CEF aka 85 kids in a space big enough for 40...

Child Evangelism Fellowship is a children’s ministry that started in the U.S. Although, I didn’t hear of it until coming here.  Every Sunday over eighty neighborhood children pour into a small room practically sitting on top of each other until they can squeeze in no more.  Then they crowd the door and windows.  They sing, talk, laugh, memorize scripture, read through a Bible story and talk about application (with a focus on prayer).  This coming Sunday Tammy and I will get a chance to lead.



Guava Picking and Marketing...

Unlike everything else in this list, these aren’t organized activities, but they’re just as common as the rest.  

Guava picking here is what apple picking is in New York.  Lucky for us there’s a tree right outside our front door (and 5 more close by).  You can’t climb the tree-well African children can-but I don’t because it’s covered in ants, and ants bite here.
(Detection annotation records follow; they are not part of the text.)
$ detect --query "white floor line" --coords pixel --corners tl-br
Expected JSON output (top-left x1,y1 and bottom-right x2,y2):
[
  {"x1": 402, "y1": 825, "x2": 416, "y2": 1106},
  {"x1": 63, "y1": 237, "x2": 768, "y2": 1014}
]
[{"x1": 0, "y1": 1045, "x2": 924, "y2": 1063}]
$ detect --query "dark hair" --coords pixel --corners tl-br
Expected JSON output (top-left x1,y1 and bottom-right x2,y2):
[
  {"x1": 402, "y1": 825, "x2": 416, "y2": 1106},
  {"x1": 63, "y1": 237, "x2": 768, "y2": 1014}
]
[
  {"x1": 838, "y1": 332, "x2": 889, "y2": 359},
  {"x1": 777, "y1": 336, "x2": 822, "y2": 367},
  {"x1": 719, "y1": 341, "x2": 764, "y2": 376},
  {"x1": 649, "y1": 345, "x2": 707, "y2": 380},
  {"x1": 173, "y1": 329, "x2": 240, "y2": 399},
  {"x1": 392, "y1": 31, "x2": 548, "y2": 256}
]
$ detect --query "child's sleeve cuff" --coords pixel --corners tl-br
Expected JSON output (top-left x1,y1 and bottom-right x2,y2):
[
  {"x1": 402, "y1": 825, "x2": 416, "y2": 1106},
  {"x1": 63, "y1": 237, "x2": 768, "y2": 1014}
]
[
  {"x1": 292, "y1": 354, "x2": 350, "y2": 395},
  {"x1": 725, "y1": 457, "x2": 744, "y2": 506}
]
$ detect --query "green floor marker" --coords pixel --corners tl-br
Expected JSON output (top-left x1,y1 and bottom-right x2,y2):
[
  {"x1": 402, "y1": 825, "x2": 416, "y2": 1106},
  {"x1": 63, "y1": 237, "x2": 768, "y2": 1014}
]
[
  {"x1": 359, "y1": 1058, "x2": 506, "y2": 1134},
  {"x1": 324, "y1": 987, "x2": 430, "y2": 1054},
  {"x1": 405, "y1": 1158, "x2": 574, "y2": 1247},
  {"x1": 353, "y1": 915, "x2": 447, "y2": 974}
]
Instead after jumping for the guavas you can reach, you grab a long stick of some sort and hit the ripe ones (which are yellow instead of green) off the branches.  It’s really a creative version of t-ball.   There’s two kinds-sour and sweet, but they look the same to me.  I don’t like just biting into either but they do make a nice sauce, and tomorrow we’ll attempt to make a cake.

Marketing...

I love Wegmans, but I’m afraid the experience may be a bit dull after learning how to grocery shop here.  Market is every eight days right in the center of town, about a fifteen minute hike from our house (longer on the way back when carrying bags and going uphill).  Like Wegmans, the market has pretty much everything.  When you first enter you pass rows of shoes and clothing.  you hook a sharp left in the middle of all of this and enter the meat section. 
 A note on butcher “shops” in Cameroon: 
  1. there is no refrigeration. 
  2. The meat sits out all day 
  3. every part of the animal is for sale 

This means that in this alley of the market your poor nose is assaulted, and you gain a new found knowledge of the anatomy of a cow. skin piled on the floor, hooves/legs on one side of the table all the way to the head and brains on the other.  After testing how long one can hold there breath through here(never long enough) you come to a wall, make a left, and enter the vegetable section.  This section thankfully runs on a grid, and always has lots of delicious food available.  After progressing through vegetables you reach an open air area which is the seafood dept.  This always confuses me since we are nine hours from the ocean, nonetheless, there are all sorts of fish and crawfish and other unidentifiable things.  After walking through you make another left, then right and start working your way to fruits.  If you miss the right you end up in the fabric quarter, but that might be all that bad.  The best fruit so far has been pineapples and watermelons, but this morning apples were added to that list.  Once you’ve purchased all you can carry (a great way to scale back on how much you spend by the way) you weave in and out of venders back the way you came.